Liebe Schülerinnen, lieber Schüler, liebe Eltern, liebe Lehrende, liebe Unterstützende des diesjährigen Regionalwettbewerbs Jugend musiziert für Stadt und Landkreis Osnabrück!

Als Leiter der Osnabrücker Musik- und Kunstschule freue ich mich besonders darüber, dass der Wettbewerb in diesem Jahr wieder in unserem Hause in der Caprivistraße stattfinden wird, und das sogar in Präsenz, was in diesen Zeiten ja leider keine Selbstverständlichkeit ist.

Es ist toll, dass auch in diesem Jahr viele Kinder und Jugendliche die Herausforderung angenommen haben, ein Wettbewerbsprogramm vorzubereiten. Danke, dass Ihr dabei seid, danke für Euren Fleiß und Euer Engagement in den letzten Wochen und Monaten!  
Mein Dank richtet sich ebenfalls an alle Lehrkräfte, Korrepetitor:innen, die Mitglieder der Jurys, die Eltern und Familien der Teilnehmenden, sowie an all jene, die an der Organisation und Durchführung dieses Wettbewerbs beteiligt sind. Musikalisch ausgedrückt macht erst das „Zusammenspiel“ von Regionalausschuss, Ehrenamtlichen und Sponsor:innen „Jugend musiziert“ möglich. Einen besonderen Dank möchte ich der Sparkasse Osnabrück aussprechen, ohne deren tatkräftige finanzielle Unterstützung eine Durchführung nicht möglich wäre.

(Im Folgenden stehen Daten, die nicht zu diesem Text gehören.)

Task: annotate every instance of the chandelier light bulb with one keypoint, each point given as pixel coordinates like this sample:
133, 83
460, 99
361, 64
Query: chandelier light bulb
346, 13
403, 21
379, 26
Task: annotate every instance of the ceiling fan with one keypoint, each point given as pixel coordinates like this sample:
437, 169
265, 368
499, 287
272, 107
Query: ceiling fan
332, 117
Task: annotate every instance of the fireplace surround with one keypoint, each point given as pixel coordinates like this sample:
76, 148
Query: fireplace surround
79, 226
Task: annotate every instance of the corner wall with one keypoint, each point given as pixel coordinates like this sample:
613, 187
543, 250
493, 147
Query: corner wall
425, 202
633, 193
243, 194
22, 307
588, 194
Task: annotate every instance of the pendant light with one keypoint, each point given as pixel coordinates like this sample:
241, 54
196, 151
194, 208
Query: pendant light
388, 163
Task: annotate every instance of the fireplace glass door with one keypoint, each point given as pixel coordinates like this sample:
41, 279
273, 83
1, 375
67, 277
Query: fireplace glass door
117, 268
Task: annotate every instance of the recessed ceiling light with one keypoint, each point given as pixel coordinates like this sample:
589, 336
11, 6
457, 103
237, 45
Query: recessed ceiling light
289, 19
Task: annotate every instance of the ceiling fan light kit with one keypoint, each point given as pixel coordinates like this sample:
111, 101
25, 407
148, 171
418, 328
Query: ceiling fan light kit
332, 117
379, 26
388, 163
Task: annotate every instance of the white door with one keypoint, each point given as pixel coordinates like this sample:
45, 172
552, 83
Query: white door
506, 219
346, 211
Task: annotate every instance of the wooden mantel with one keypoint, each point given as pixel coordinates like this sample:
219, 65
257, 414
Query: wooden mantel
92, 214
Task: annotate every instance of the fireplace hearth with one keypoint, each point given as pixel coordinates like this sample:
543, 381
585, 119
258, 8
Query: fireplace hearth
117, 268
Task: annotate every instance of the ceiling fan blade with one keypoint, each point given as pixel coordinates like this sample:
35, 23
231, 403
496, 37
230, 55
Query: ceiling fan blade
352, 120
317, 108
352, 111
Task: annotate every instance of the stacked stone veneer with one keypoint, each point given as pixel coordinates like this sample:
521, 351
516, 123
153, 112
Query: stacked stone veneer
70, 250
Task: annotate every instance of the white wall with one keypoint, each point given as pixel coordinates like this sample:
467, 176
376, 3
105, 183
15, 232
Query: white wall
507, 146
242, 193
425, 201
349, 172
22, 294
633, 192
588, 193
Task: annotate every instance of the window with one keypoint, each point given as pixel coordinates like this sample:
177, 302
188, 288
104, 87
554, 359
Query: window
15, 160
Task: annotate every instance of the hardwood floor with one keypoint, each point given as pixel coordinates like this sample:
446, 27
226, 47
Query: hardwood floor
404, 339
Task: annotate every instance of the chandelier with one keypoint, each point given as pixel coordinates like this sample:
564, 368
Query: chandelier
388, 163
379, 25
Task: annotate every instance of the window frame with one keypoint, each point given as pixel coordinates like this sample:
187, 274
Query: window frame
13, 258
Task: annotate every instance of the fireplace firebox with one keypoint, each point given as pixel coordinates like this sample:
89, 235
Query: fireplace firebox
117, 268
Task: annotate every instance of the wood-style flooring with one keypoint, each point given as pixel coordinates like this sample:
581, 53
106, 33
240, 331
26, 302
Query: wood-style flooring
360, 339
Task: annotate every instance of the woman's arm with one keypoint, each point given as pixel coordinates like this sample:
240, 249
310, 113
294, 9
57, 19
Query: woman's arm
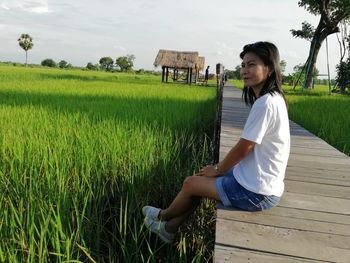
234, 156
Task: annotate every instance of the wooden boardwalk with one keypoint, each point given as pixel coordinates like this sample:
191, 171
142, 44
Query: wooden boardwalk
312, 221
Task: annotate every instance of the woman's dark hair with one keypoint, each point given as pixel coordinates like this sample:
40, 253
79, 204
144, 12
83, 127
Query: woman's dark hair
269, 54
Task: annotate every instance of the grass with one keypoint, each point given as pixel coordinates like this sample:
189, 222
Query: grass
326, 116
82, 152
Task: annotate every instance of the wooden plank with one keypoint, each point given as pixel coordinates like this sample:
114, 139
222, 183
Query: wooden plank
298, 243
315, 216
238, 255
322, 172
312, 221
317, 189
316, 203
310, 179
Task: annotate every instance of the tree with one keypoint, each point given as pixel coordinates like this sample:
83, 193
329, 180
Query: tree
283, 65
63, 64
234, 74
332, 13
25, 41
343, 75
49, 63
106, 63
125, 63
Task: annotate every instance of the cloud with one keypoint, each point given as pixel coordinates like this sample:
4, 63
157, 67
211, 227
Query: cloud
119, 47
33, 6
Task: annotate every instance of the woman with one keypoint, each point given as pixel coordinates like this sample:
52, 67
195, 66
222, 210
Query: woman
251, 175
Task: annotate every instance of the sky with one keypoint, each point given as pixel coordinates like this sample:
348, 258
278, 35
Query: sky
83, 31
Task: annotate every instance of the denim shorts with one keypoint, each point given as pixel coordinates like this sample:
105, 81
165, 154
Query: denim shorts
233, 194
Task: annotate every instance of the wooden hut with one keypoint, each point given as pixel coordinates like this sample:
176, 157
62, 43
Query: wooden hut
187, 61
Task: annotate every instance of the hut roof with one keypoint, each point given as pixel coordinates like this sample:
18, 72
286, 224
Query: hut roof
178, 59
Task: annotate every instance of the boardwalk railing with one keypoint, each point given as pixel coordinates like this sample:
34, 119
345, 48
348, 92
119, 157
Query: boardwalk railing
312, 221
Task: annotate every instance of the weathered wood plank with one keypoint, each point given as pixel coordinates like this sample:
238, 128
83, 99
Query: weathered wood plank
298, 243
317, 189
289, 213
237, 255
282, 221
312, 221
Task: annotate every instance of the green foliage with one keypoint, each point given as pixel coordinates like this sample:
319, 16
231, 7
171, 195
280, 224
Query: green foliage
48, 62
306, 32
63, 64
91, 66
125, 63
106, 63
25, 41
82, 152
234, 74
334, 6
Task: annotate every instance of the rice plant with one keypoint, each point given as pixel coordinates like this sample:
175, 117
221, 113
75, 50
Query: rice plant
82, 152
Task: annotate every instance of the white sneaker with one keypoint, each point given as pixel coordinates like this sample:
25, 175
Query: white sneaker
151, 212
158, 227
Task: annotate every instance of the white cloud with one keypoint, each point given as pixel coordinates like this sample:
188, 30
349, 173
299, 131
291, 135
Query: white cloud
33, 6
119, 47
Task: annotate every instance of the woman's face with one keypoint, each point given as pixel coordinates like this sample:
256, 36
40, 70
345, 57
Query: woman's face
254, 72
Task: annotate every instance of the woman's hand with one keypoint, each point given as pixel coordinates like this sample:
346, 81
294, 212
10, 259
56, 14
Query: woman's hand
208, 171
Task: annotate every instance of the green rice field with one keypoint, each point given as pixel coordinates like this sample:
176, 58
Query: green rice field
81, 153
326, 116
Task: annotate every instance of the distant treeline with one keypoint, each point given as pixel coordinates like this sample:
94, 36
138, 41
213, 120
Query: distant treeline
64, 65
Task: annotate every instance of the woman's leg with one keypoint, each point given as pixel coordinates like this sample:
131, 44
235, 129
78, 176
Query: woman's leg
187, 200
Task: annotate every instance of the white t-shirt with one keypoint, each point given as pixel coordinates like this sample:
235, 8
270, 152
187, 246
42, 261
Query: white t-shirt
263, 170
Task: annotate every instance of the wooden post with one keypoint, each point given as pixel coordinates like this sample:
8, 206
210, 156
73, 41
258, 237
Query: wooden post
167, 74
163, 70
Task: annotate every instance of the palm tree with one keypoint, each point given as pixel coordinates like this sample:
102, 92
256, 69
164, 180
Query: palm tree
26, 42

Allen, die aktiv am Wettbewerb teilnehmen, wünsche ich viel Erfolg und ein schönes Erlebnis! Und wie immer gilt: Dabei sein ist alles. Denn so erfreulich es auch ist, sich über eine hohe Punktzahl freuen zu können, geht es doch nicht allein um das Ergebnis, sondern vielmehr um die Teilnahme selbst.

In diesem Sinn: Toitoitoi und viel Glück!

Jörg Ulrich Krah

Leiter der Musik- und Kunstschule Osnabrück, Januar 2022

 

 

Grußwort

Mit dem Regionalwettbewerb Jugend musiziert 2022 erhält Osnabrück auch in diesem Jahr wieder die wunderbare Möglichkeit, das musikalische Potenzial junger Menschen in der Region Osnabrück und im Landkreis zu entdecken. Wie schön, dass die Wertungsspiele in Präsenz durchgeführt werden können! Nichts ist dem lebendigen Musizieren ferner als Abstand - im Gegenteil suchen Musiker:innen jeden Alters die künstlerische Nähe und Überwindung von Distanz. In jedem Fall haben sich alle Teilnehmer:innen von Jugend musiziert  einer positiven Herausforderung gestellt, die sie hoffentlich motiviert, neue musikalische Wege zu gehen und sich kreativ weiter auszuprobieren.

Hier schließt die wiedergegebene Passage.